As we have outlined previously to both Houses, universal and equitable access to safe, effective and affordable vaccines, diagnostics and treatments is crucial in the global fight against Covid-19. This is at the heart of the Irish Government's international response to the pandemic, and governments in the developed world must do more to ensure this happens. As a member of the EU, we have been fully engaged in the overall EU response concerning the TRIPS waiver. The EU believes that there is no single solution, that a multipronged approach is needed and that discussions should concentrate on how the intellectual property system can contribute towards increasing the manufacturing capacity and equitable access to vaccines around the world.
Since last autumn, the EU has participated in the informal discussions on the intellectual property element of the WTO response to the Covid-19 pandemic with representatives of South Africa, India, and the US, known as the Quad group.

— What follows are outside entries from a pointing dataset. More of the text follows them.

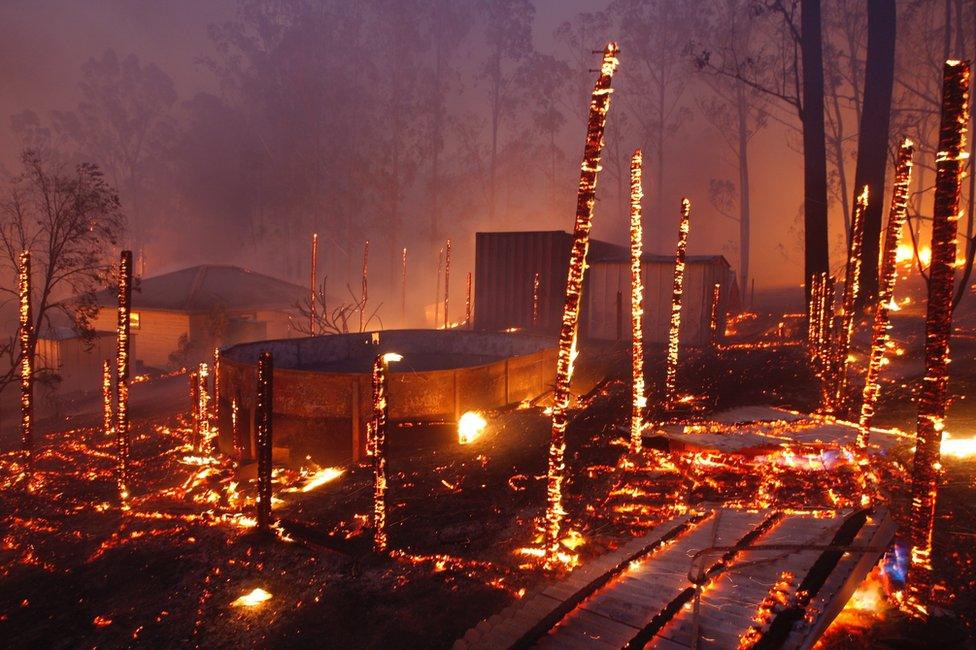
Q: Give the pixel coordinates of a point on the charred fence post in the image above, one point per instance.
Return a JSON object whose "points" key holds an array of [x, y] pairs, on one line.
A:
{"points": [[25, 337], [674, 331], [586, 198], [852, 273], [886, 291], [107, 415], [639, 400], [122, 372], [377, 444], [950, 164], [265, 420]]}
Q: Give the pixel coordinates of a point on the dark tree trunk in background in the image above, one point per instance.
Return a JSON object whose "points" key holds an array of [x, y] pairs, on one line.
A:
{"points": [[815, 251], [872, 142]]}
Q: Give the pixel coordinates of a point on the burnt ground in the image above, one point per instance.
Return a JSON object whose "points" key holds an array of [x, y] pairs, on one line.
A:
{"points": [[75, 571]]}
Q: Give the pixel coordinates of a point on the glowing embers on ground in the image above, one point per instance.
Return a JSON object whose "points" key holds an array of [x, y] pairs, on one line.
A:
{"points": [[252, 599], [471, 426]]}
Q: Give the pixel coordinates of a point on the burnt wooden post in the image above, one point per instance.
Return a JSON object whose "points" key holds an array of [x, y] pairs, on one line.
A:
{"points": [[590, 167], [265, 420], [377, 445], [25, 336], [950, 164], [122, 372]]}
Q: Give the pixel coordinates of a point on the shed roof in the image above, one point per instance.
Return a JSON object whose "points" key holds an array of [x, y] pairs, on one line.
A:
{"points": [[205, 287]]}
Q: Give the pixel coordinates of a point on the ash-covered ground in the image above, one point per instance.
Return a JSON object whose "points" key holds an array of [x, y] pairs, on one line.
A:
{"points": [[463, 520]]}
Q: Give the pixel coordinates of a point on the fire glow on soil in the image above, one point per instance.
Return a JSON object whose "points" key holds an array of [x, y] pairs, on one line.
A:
{"points": [[464, 525]]}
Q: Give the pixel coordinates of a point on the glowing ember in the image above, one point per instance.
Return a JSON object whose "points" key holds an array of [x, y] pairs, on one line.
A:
{"points": [[950, 163], [254, 598], [574, 287], [671, 374], [638, 399], [958, 447], [470, 427]]}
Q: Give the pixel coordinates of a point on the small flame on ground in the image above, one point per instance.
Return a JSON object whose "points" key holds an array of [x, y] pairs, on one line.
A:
{"points": [[470, 427]]}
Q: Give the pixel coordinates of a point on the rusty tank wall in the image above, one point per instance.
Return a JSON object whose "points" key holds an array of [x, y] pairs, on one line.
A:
{"points": [[323, 414]]}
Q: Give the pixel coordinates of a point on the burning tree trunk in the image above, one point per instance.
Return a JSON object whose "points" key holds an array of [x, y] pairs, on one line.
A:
{"points": [[590, 167], [851, 288], [886, 290], [377, 444], [535, 299], [25, 337], [312, 283], [467, 303], [713, 316], [362, 306], [950, 163], [447, 281], [107, 414], [403, 286], [122, 372], [674, 333], [264, 413], [639, 401]]}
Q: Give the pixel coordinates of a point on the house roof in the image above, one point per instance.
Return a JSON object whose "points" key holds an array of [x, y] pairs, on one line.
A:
{"points": [[202, 288]]}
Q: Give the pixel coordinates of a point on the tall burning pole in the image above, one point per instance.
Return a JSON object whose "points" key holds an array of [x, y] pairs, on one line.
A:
{"points": [[536, 284], [639, 401], [950, 163], [122, 372], [852, 288], [25, 337], [264, 412], [467, 304], [312, 284], [886, 291], [403, 285], [589, 169], [447, 281], [381, 367], [107, 414], [365, 294], [674, 332]]}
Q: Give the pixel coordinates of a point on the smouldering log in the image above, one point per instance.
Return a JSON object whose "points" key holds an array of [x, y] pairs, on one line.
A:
{"points": [[886, 290], [590, 167], [638, 399], [25, 337], [381, 366], [536, 283], [713, 316], [674, 332], [122, 372], [264, 415], [107, 415], [447, 281], [467, 303], [312, 284], [950, 164], [365, 295], [842, 351]]}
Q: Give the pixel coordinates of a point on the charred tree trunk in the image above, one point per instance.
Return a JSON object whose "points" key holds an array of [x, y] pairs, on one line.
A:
{"points": [[950, 163], [264, 413], [816, 258], [590, 167], [872, 141]]}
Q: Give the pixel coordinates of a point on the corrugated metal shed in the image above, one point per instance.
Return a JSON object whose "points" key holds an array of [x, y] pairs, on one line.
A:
{"points": [[608, 317], [505, 267]]}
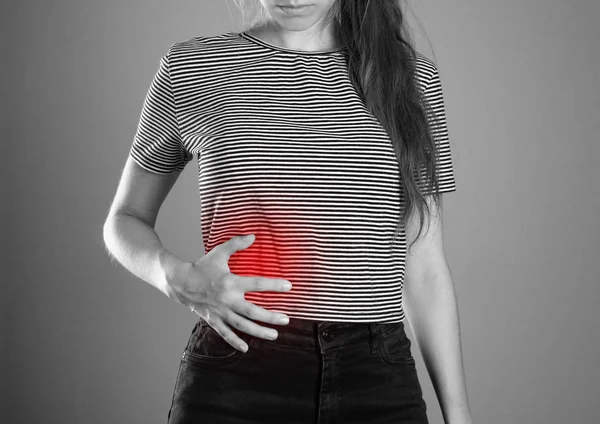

These discussions have been detailed and protracted, and a potential compromise proposal has now emerged that offers the most promising path toward achieving a meaningful outcome.
The EU believes that the compromise proposal addresses the concerns of South Africa and developing countries regarding the possibility of authorising the manufacturers to produce Covid-19 vaccines without the consent of patent owners. It also streamlines procedures to facilitate faster production of vaccines, while at the same time maintaining a functioning intellectual property framework necessary for the development of new vaccines and medicines.
Since we last engaged on this matter, the proposal has been presented to the full WTO membership for consideration, and agreement will require the consensus of all WTO members. Ireland will continue to engage constructively with the European Commission and other EU member states on the EU position on the compromise proposal in order to reach an agreement as soon as possible.
Global production of Covid-19 vaccines has substantially increased, with production expected to reach 18 billion to 19 billion by mid-2022. This means that, by the middle of this year, we will have a sufficient number of vaccines for everybody in the world, including for booster campaigns. Vaccine supply currently exceeds demand.
As vaccine production is no longer the main issue of concern, the international community is now focused on the need to rapidly build capacity in low-income countries for health care workers, cold-chain logistics and information sharing so that demand for vaccines will increase in line with supply and vaccines can be safely administered on the scale needed to meet the WHO's vaccination target of 70%.
The EU is committed to the equitable distribution of COVID-19 vaccines, with a focus on supporting Africa, where vaccination rates are lower than in other parts of the world. The EU has led the way in global solidarity as the world's largest exporter of Covid-19 vaccines, with over 2.1 billion finished doses exported to 166 countries by March 2022 and over €4 billion committed in financial support to COVAX from all the EU members. The Government has to date committed to the donation of €13.5 million and 5 million vaccines to the COVAX facility. Vaccines have already been delivered to countries including Uganda, Nigeria, Indonesia, Ghana and Burkina Faso, with further deliveries expected to follow shortly.